Grandes obras para o progresso de Ipirá

O progresso chegou à Ipirá. A administração jacu de Marcelo Brandão fez essa obra aí: uma cerca no asfalto da Praça da Bandeira. Para que serve isso? Serve para uma empresa de fora transformá-la em expositor de tapetes. Serve para… serve para… serve para quê mesmo?

A administração macaco de Dudy não deixou barato, também fez o seu progresso. Os comerciantes da área ficaram espantados e surpresos com a quantidade de estacas amontoadas no calçadão central de Ipirá: “opa, aqui vem novidade!” Pensaram eles.

A gestão do prefeito Dudy fincou dois conjuntos de traves no meio do calçadão. A surpresa foi geral. A falta de entendimento foi o suficiente para a explicação de cada um do jeito que entendeu: “isso aí vai servir para pendurar carne de bode, como na feira do fundo da Igreja”… “é para prender vaca, ovelha, gato e cachorro, que são clientes da casa veterinária da esquina. Pela ordem de chegada, os primeiros aqui, os retardatários, lá”… “isso aí é uma gaiola para prender jacu”… o furdunço estava formado.
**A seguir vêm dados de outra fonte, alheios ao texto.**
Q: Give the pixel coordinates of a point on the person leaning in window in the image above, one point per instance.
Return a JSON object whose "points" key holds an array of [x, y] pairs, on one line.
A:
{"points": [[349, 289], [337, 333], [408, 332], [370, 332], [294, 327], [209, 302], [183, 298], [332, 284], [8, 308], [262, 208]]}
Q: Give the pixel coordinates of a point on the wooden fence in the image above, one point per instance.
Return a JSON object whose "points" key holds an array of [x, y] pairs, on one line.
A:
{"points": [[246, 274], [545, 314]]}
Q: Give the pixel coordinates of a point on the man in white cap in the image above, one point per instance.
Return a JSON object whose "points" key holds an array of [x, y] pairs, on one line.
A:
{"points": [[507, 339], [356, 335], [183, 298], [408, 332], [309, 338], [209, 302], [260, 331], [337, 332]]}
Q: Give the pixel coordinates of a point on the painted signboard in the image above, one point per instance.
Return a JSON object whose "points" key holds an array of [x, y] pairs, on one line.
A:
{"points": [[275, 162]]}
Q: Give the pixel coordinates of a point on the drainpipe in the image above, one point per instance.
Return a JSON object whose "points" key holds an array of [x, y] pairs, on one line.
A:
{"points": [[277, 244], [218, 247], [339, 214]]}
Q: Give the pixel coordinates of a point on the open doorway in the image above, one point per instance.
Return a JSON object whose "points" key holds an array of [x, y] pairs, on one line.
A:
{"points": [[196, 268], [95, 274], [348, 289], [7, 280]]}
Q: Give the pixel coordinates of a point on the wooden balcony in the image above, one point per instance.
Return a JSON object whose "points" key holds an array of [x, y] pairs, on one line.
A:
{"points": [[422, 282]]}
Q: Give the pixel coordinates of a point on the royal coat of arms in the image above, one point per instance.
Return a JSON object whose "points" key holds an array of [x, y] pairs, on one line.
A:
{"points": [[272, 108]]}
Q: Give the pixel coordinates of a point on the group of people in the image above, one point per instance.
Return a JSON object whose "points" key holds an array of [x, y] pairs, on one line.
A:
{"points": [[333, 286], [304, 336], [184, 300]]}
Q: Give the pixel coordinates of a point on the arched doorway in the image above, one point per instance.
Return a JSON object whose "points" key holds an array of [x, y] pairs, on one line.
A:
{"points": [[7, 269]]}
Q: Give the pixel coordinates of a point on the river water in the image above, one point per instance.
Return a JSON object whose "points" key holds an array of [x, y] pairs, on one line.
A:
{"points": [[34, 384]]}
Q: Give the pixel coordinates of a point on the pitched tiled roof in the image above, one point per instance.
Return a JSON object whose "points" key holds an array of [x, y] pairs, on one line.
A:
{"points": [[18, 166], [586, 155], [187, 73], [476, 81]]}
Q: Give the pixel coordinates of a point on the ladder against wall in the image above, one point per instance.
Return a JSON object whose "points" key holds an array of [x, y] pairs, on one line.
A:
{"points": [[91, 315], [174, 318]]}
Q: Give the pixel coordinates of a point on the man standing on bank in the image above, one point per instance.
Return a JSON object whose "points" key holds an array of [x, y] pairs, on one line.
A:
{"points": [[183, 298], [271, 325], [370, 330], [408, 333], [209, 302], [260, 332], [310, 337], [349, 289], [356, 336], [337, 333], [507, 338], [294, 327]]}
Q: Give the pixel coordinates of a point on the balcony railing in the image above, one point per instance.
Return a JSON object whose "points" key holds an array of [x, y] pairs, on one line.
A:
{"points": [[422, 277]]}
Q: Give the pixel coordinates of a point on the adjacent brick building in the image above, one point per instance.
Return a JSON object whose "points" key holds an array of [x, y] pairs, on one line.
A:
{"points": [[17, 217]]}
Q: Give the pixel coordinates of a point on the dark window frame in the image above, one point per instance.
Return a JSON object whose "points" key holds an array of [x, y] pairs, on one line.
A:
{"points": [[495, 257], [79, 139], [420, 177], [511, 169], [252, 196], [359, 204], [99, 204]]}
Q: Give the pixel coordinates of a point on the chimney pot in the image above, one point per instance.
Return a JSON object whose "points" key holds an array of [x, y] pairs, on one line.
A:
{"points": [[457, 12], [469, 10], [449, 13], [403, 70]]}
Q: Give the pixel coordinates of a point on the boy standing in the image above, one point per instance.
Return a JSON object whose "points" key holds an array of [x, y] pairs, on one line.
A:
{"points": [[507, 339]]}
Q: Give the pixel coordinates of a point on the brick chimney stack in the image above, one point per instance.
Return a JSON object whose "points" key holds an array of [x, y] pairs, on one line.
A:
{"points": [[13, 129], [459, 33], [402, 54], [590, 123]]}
Cada um dizia uma coisa. A explicação mais plausível saiu da boca de um amigo (Bidão) que segue o grupo da jacuzada: “isso aí tem em várias cidades do sertão, eles botam uma ramagem que vai enramar por cima e fazer sombra.” Tá explicado!

Serve mesmo para que essa geringonça? Como é que um prefeito chega num calçadão, no coração da cidade e faz um desarranjo intestinal desse volume? Uma obra, em toda extensão, sentido e interpretação da palavra: uma porcaria.

É uma coisa feia, de muito mau gosto; um despropósito degradante, sem sentido, sem serventia, pesaroso e triste. Um absurdo.

O erro grosseiro do gestor Dudy foi chegar ao calçadão e fazer uma obra sem perguntar nada a ninguém; não ouviu as pessoas; não mostrou o projeto aos interessados; não deu a mínima atenção a nenhum empresário da área. Agiu como se fosse o dono do pedaço. Sem dúvida, passou o tempo da busca do voto, quando abraçava a todos os empresários do calçadão, agora, é sua vez.

Não sendo uma necessidade, muito menos, um complemento, nem mesmo, um adendo, sua justificativa mais aceitável é o intuito do embelezamento. Taí o que eu quero ver: que desta ramagem exale cheiro de flor e despontem rosas e, mesmo assim, não surtirão o devido desejo, pois não ofuscarão a coisa que está fora da ordem e do lugar.

Porventura, quiçá, não adianta dizer que este cantinho de Ipirá é inspirador, muito pelo contrário, Ipirá têm cinqüenta obras de jacu e macaco que não servem para nada. Agora, com essas duas, formam um total de cinqüenta e duas.